I see this question asked a fair bit on LinkedIn. I’ve also been approached direct multiple times by people asking about finding a role in customer success. Usually people want to know what books, blogs and articles they could read, or is there any training they should take, and by the way what are employers looking for in CSMs (I’ll be writing about this shortly).
When I see this on LinkedIn the general response people have is to pile in with recommendations: these books, this training, that blog and so on. And that’s all great advice and all of these things can add great value to someone looking to get into customer success. So absolutely you should consider all of the above and anything else relevant you can get your hands on.
In the case of all this advice though you could replace the words ‘customer success’ with just about any other role. Project management, sales, product development and so on. To get into all those roles you’d also have to do your research, take training, read blogs on the latest thinking and so on. All great preparation but it’s also very standard advice.
What can you do in addition to all of this generic activity to enhance your chances of getting the internal role you have your eye on or being better prepared when you secure the interview you’ve been chasing ?
Not uniquely but unusually, in our profession you can break into your new customer success role while you are still in your current role. In the process you’re going to get better at your current role, get noticed by your management and definitely get noticed, directly or indirectly, by your customers.
So what’s the secret? It’s pretty simple. Start thinking and acting like a customer success manager.
Now I don’t mean rush out the door to your nearest customer and announce you’re going to run a QBR that minute. Nor do I mean marching across to the nearest CSM, tearing the success plan out of their hands and shouting with wild staring eyes “THIS IS MY PLAN NOW!”
What I do mean is looking for any and all of the ways you can, in your current role support the customer success objectives of your company. Start by grabbing coffee with a couple of the CSMs in your company. Grill them (gently – they’re probably knackered) on two things:
- One, ask about all of the things that they hear from customers that are frustrations or annoyances that you have it in your power to correct.
- Two, next step, what are all of the ways the CSM thinks you could help to improve the chances of success for their customers.
Doesn’t matter how small, keep going until you’ve extracted every last frustration and every last opportunity to delight your customers by changing the way you work.
Start doing the stuff you identified. Observe (even better measure) the changes. Keep doing the stuff that works. Iterate on or drop the stuff that doesn’t.

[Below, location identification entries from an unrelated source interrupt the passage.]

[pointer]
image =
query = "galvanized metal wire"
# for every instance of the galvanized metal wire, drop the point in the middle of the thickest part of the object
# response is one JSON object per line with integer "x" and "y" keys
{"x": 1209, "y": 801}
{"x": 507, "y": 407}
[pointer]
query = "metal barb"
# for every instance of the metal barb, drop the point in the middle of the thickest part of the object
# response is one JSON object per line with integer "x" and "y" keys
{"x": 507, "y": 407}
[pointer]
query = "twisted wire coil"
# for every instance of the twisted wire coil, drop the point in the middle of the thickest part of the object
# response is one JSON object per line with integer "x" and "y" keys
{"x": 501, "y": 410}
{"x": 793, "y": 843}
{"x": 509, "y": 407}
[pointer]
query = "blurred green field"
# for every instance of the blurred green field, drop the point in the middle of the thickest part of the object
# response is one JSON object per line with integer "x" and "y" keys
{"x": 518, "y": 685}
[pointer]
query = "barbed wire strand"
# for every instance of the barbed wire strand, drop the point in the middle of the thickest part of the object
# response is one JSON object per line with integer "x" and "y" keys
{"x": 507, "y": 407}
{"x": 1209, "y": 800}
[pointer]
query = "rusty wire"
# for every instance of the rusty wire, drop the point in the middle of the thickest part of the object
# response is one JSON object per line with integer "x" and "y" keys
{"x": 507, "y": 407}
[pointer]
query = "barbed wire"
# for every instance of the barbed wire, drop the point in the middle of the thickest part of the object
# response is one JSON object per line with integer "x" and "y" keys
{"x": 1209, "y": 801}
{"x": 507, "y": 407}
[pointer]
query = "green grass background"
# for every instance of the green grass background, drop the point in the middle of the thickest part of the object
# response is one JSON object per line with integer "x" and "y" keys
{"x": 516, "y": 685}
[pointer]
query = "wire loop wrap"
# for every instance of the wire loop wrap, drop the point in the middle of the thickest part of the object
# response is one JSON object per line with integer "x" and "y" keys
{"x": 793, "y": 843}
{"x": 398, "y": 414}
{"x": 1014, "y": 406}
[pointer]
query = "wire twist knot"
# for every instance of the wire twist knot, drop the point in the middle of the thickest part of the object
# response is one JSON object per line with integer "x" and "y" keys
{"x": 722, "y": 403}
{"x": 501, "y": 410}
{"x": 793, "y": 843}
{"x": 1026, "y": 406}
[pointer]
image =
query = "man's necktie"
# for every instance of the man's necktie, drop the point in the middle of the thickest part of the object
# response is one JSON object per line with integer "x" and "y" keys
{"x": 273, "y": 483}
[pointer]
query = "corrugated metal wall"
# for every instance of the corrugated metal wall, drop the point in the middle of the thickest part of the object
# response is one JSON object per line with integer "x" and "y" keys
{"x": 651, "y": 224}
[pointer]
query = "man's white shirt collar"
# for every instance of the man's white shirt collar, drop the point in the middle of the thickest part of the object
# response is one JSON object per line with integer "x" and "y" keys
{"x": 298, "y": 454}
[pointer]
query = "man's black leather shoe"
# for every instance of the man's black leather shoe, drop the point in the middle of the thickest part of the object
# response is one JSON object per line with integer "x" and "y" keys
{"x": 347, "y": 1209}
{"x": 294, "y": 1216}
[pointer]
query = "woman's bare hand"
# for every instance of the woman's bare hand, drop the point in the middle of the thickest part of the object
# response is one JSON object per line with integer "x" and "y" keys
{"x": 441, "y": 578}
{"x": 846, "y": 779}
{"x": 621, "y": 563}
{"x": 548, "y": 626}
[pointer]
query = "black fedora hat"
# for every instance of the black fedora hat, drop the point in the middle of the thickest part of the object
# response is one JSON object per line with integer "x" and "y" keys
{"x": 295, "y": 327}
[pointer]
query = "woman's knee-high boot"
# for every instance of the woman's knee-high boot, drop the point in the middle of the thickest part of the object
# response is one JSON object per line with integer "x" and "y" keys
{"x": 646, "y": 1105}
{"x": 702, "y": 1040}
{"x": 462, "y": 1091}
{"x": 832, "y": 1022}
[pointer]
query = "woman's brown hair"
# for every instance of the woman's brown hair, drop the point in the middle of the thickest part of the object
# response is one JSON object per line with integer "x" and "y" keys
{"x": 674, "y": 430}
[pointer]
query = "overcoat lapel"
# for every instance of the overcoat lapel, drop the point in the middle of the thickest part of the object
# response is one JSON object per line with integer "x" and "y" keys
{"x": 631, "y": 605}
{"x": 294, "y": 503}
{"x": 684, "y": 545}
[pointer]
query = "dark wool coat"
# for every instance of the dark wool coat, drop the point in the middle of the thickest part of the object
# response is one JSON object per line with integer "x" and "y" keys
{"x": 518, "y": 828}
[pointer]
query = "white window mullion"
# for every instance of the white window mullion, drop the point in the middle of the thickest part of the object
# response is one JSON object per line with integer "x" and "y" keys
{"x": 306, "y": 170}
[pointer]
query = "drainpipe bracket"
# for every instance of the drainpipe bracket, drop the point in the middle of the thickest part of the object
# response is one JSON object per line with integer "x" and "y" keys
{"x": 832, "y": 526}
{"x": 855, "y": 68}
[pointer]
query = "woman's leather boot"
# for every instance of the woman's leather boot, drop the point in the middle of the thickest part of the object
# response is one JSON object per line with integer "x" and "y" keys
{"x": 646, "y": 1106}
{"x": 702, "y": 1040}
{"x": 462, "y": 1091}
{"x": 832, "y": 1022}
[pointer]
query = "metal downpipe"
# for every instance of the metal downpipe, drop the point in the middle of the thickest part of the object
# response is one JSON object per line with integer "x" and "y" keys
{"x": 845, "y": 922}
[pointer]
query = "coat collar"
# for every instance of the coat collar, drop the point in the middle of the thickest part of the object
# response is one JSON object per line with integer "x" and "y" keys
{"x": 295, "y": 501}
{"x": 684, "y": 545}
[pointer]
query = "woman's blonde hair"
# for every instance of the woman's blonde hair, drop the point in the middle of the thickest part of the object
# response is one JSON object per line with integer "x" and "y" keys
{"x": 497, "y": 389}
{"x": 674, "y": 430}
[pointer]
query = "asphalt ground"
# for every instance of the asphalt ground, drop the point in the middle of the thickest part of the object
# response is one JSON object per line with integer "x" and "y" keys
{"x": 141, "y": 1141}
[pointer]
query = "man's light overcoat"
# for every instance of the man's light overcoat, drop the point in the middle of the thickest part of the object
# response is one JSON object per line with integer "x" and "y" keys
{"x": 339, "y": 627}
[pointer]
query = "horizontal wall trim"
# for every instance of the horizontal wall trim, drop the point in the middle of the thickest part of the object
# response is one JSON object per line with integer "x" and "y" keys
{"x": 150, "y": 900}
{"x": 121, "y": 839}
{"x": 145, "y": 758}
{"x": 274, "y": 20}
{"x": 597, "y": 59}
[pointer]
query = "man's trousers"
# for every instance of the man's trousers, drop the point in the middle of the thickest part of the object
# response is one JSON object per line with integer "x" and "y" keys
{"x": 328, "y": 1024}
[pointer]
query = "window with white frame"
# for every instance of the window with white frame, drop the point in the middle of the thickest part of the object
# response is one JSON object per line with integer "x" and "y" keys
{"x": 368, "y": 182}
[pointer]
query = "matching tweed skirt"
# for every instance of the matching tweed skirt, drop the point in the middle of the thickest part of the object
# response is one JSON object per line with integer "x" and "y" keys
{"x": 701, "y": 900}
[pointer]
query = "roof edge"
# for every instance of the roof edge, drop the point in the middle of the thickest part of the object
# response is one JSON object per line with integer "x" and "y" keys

Congratulations, you’re now in customer success.
So what’s this going to look like after six months?
- Most importantly your customers are going to be more successful – how could they not be if you’ve thoughtfully changed they way you work with exactly that end result in mind? Depending on your role it’s likely they’ve come to value their time with you and have come to have greater trust in your relationship.
- Your boss and the people around you are going to have noticed the change, not just in you but in your customers. It won’t take long for them to latch onto the improvements and stronger relationships they see at your customers.
- Almost certainly you are starting to share best practices because your lens is the success of your customer, not the success of your job and you will naturally be looking for things that will work across your customer base. This is a CSM superpower by the way.
You have six months’ experience of customer success management under your belt. Open customer success roles in your company are going to be much more easily within your grasp. Your CV if you are looking externally has sharpened up enormously when it comes to how you portray your customer success experience and expertise.
As someone who has hired my fair share of CSMs if you sat in front on me and relayed to me that you’d started this process six months earlier and therefore could talk from hard experience of all the improvements you’d been able to make for your customers with results such as those above I would be mightily impressed.